Suppose $U$ and $V$ are finite-dimensional vector spaces and $S\in\mathcal{L}(V,W)$ and $T\in\mathcal{L}(U,V)$. Prove that $$\dim \operatorname{null}ST\leq \dim\operatorname{null}S+\dim\operatorname{null}T$$
Proof. Prior to addressing the claim in question we first prove the ensuing proposition. $$\dim\operatorname{null}ST = \dim\operatorname{null}T+\dim\operatorname{range}T\cap\operatorname{null}S$$ Let $u_1,\dots,u_m$ and $Tx_1,\dots,Tx_n$ be bases for $\operatorname{null}T$ and $\operatorname{range}T\cap\operatorname{null}S$ respectively. We show that $u_1,\dots,u_m,x_1,\dots,x_n$ is a basis for $\dim\operatorname{null}ST$.
So assume that $\sum_{i=1}^{m}\lambda_iu_i+\sum_{i=1}^{n}\alpha_ix_i = 0$ where $\lambda_1,\dots,\lambda_m,\alpha_1,\dots,\alpha_n$ are arbitrary scalars in $\mathbf{F}$, applying $T$, yields $T\left(\sum_{i=1}^{m}\lambda_iu_i+\sum_{i=1}^{n}\alpha_ix_i\right) = \sum_{i=1}^{m}\lambda_iTu_i+\sum_{i=1}^{n}\alpha_iTx_i= \sum_{i=1}^{n}\alpha_iTx_i = 0$, then since $Tx_1,\dots,Tx_n$ is a basis for $\operatorname{range}T\cap\operatorname{null}S$, it follows that $\alpha_1 = \cdots = \alpha_n = 0$, consequently $\sum_{i=1}^{m}\lambda_iu_i= 0$ and since $u_1,\dots,u_m$ is a basis for $\operatorname{null}T$ it follows that $\lambda_1 =\cdots=\lambda_n = 0$, consequently the above list is linearily independent.
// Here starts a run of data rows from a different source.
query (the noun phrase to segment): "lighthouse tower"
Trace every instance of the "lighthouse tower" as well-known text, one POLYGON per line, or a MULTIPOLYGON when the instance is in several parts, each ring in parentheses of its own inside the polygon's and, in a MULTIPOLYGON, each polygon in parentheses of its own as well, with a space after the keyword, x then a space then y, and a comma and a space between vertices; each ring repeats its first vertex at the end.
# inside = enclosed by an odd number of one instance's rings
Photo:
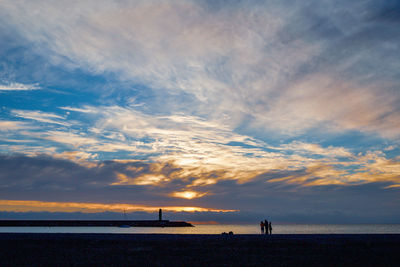
POLYGON ((158 220, 162 221, 162 209, 158 210, 158 220))

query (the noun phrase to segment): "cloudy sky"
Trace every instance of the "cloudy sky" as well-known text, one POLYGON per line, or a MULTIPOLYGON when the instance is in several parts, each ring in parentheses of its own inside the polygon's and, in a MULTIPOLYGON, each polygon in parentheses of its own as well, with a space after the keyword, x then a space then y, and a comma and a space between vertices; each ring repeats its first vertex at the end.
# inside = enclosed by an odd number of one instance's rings
POLYGON ((0 2, 2 217, 400 222, 399 137, 398 1, 0 2))

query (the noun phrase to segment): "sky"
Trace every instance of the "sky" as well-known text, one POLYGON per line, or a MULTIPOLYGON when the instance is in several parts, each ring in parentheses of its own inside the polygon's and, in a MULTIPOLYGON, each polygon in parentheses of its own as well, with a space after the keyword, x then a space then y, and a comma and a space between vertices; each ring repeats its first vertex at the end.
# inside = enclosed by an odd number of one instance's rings
POLYGON ((0 218, 400 223, 400 2, 0 1, 0 218))

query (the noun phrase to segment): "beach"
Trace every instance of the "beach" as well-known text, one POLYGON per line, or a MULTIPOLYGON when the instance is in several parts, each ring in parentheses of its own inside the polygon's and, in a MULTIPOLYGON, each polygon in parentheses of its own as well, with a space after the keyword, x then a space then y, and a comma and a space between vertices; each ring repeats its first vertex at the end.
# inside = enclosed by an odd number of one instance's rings
POLYGON ((0 234, 2 266, 398 266, 398 234, 0 234))

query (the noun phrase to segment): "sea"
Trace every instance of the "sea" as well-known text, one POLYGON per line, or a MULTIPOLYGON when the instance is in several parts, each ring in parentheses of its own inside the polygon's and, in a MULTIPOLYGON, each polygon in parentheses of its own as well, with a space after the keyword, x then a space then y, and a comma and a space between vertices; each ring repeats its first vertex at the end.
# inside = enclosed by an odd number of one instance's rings
MULTIPOLYGON (((0 233, 260 234, 258 224, 195 227, 0 227, 0 233)), ((274 224, 272 234, 400 234, 400 224, 274 224)))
Now before showing that $\operatorname{null}ST = \operatorname{span}(u_1,\dots,u_m,x_1,\dots,x_n)$. We first demonstrate that $\operatorname{null}T\cap\operatorname{span}(x_1,x_2,\dots,x_n) = \{0\}$, Assume $v\in\operatorname{null}T\cap\operatorname{span}(x_1,x_2,\dots,x_n)$, then $v = \sum_{k=1}^{n}\rho_kx_k$ and $Tv = 0$, and by extension $T( \sum_{k=1}^{n}\rho_kx_k) = \sum_{k=1}^{n}\rho_kTx_k = 0$, a final appeal to $x_1,\dots,x_n$ being a basis of $\operatorname{range}T\cap\operatorname{null}S$, implies that $p_1 = \cdots = p_n = 0$ and so $v = 0$.
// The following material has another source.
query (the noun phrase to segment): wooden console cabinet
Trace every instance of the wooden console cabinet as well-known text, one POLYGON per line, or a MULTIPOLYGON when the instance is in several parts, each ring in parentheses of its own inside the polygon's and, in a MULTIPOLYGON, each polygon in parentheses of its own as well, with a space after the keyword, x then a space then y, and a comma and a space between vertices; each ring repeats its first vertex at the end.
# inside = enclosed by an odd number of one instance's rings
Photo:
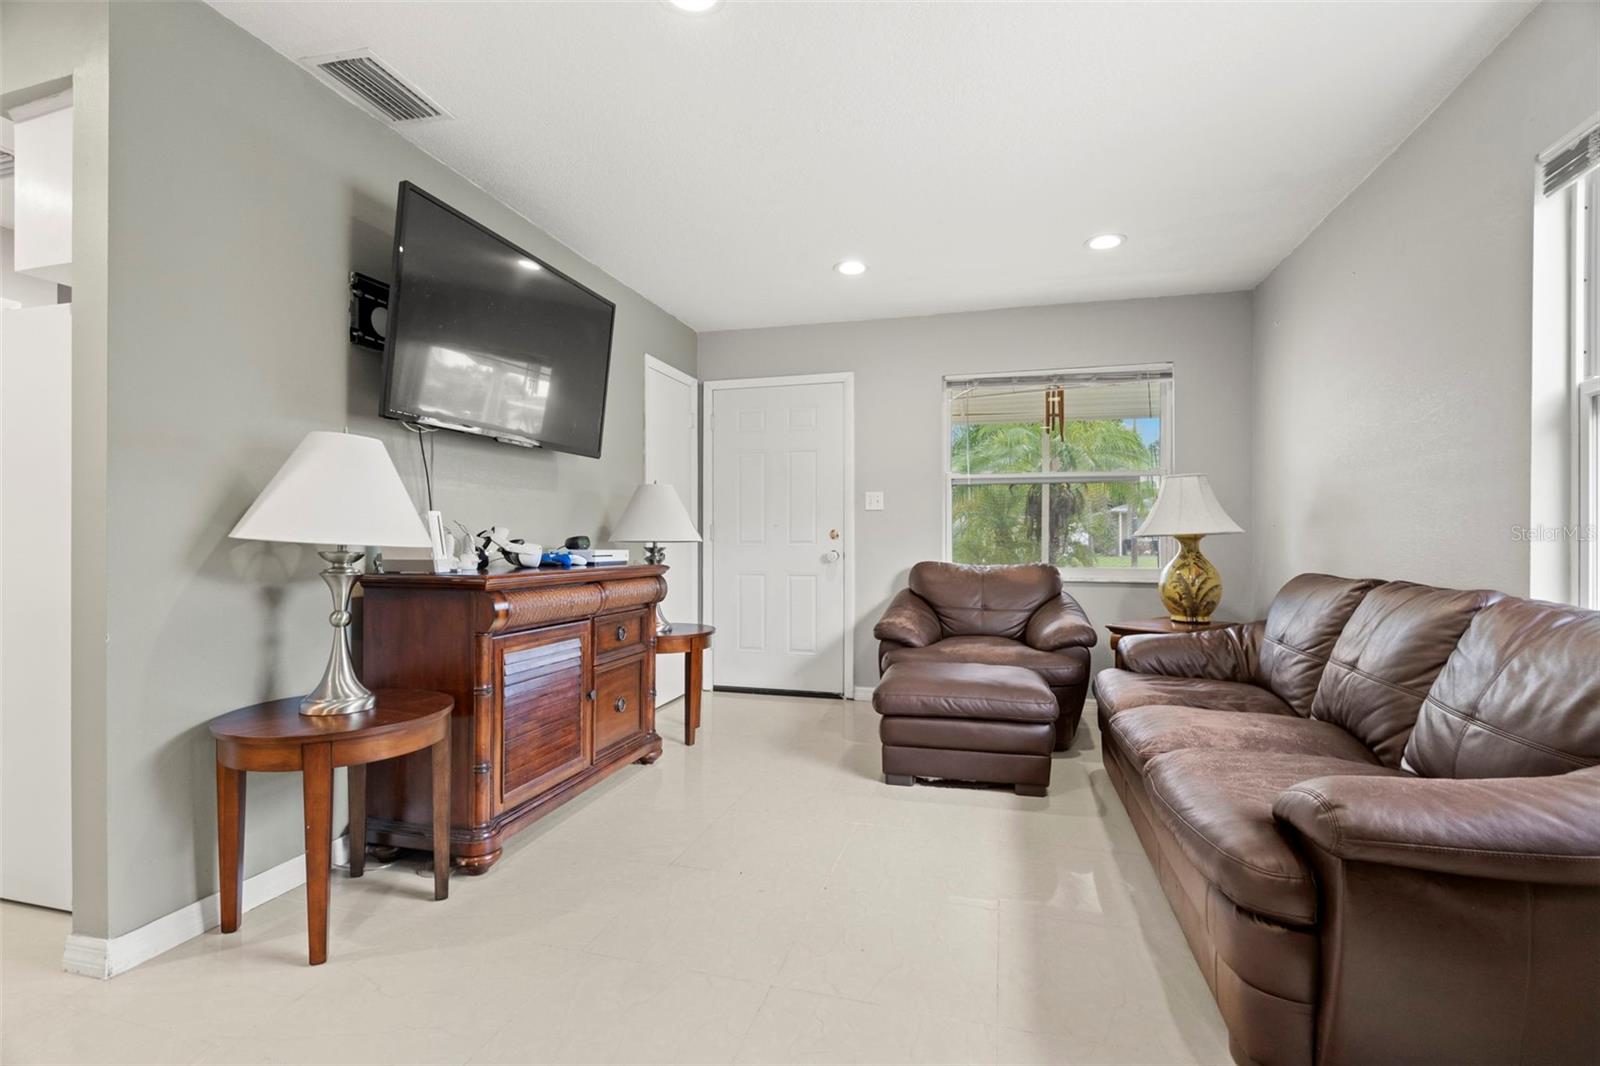
MULTIPOLYGON (((664 566, 367 574, 362 680, 455 698, 450 855, 466 873, 505 837, 631 762, 661 755, 655 605, 664 566)), ((367 772, 367 842, 431 847, 425 755, 367 772)))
Now let $v\in\operatorname{null}ST$, either $v\in\operatorname{null}T$ or $v\in\operatorname{range}T\cap\operatorname{null}S$, in the event of the former we have $v = \sum_{i=1}^{m}\lambda_iu_i$ for some $\lambda_1,\dots,\lambda_n\in\mathbf{F}$ and in the case of the latter we have $v = \sum_{j=1}^{n}\alpha_jTx_j$ for some $\alpha_1,\dots,\alpha_n\in\mathbf{F}$, demonstrating that $\operatorname{null}ST = \operatorname{span}(u_1,\dots,u_m,x_1,\dots,x_n)$.
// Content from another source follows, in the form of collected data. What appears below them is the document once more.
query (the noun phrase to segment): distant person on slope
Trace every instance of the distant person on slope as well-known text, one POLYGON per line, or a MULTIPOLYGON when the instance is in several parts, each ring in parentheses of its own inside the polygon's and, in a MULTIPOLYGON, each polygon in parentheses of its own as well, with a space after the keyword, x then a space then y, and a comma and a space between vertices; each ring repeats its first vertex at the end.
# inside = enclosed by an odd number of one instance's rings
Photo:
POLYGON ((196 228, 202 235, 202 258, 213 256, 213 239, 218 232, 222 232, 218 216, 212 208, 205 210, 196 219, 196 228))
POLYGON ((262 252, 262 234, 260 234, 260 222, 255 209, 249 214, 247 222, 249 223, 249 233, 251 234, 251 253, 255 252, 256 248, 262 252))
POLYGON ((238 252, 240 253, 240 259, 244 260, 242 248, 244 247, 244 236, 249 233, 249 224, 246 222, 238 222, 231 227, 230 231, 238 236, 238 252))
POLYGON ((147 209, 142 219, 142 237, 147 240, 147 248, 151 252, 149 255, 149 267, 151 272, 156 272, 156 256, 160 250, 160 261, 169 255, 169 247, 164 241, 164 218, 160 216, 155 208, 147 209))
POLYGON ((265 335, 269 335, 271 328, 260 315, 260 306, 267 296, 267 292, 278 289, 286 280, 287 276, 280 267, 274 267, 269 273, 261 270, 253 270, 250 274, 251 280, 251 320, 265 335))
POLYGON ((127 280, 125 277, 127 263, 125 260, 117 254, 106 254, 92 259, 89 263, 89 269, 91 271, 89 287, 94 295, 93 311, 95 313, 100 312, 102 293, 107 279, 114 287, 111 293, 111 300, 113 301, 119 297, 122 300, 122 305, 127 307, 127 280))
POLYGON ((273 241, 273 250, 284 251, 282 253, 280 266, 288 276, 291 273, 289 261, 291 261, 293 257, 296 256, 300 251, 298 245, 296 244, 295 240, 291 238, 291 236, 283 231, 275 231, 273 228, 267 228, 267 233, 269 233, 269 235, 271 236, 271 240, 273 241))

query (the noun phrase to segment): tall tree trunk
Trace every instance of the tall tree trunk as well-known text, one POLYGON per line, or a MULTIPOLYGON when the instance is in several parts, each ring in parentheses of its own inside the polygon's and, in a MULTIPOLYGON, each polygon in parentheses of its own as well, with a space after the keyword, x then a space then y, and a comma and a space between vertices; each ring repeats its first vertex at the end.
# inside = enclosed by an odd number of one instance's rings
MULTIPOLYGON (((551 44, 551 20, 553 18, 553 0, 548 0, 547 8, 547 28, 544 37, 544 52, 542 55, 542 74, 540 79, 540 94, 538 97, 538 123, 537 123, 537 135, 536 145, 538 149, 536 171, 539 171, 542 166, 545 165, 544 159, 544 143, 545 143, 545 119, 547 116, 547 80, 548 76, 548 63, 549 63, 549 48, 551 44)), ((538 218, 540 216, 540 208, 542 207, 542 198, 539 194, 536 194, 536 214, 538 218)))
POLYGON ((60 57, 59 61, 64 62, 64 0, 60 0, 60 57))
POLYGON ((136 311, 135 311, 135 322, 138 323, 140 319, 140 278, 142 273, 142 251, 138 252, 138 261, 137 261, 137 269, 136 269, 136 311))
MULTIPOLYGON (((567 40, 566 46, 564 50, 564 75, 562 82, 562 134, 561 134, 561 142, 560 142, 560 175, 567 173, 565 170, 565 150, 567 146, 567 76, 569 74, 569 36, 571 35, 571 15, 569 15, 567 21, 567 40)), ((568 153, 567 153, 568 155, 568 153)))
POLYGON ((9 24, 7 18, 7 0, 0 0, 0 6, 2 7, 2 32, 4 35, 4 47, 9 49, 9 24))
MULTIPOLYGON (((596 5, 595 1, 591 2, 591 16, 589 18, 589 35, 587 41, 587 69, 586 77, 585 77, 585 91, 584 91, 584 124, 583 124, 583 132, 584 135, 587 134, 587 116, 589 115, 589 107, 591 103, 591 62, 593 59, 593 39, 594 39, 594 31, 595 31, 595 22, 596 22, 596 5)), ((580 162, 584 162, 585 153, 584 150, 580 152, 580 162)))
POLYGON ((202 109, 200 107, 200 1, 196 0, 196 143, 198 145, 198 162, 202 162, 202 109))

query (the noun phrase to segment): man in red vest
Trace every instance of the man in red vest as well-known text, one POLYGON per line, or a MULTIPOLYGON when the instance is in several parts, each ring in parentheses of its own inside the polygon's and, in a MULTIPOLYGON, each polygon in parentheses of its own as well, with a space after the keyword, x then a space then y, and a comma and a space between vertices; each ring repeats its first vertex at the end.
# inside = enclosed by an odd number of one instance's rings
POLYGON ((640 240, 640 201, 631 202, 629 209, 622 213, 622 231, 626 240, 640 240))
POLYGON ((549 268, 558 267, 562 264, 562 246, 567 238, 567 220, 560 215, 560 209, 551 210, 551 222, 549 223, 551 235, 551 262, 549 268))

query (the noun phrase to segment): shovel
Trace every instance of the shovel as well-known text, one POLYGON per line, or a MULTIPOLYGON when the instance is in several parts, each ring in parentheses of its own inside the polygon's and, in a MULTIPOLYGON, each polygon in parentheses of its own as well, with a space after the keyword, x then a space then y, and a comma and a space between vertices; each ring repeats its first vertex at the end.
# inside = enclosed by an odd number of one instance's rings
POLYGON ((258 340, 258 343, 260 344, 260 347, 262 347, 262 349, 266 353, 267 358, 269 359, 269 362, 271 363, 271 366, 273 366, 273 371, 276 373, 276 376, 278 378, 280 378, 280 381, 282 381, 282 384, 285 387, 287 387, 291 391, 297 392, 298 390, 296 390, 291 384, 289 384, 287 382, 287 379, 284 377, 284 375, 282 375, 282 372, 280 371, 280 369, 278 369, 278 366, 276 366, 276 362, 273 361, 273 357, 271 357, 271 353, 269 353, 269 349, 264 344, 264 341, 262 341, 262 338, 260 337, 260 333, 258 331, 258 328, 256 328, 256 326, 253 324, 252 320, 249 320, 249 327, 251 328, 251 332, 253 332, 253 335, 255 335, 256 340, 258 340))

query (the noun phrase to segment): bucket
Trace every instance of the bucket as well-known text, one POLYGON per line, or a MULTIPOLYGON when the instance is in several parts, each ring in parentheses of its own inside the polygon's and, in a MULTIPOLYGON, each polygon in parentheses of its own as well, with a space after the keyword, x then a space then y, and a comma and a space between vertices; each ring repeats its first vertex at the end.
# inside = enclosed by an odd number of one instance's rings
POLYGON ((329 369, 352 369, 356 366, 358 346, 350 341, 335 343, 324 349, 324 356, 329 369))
We may now affirm that $\dim\operatorname{null}ST = \dim\operatorname{null}T+\dim\operatorname{range}T\cap\operatorname{null}S$, observing that $\operatorname{range}T\cap\operatorname{null}S$ is a subspace of $ \operatorname{null}S$, theorem $\textbf{2.38}$, implies that $\dim\operatorname{range}T\cap\operatorname{null}S\leq\operatorname{null}S$, then $\dim\operatorname{null}ST = \dim\operatorname{null}T+\dim\operatorname{range}T\cap\operatorname{null}S\leq \dim\operatorname{null}T+\dim\operatorname{null}S$.
$\blacksquare$
NOTE - $2.38$ say that $\dim U\leq\dim V$ if $U$ is a subspace of $V$.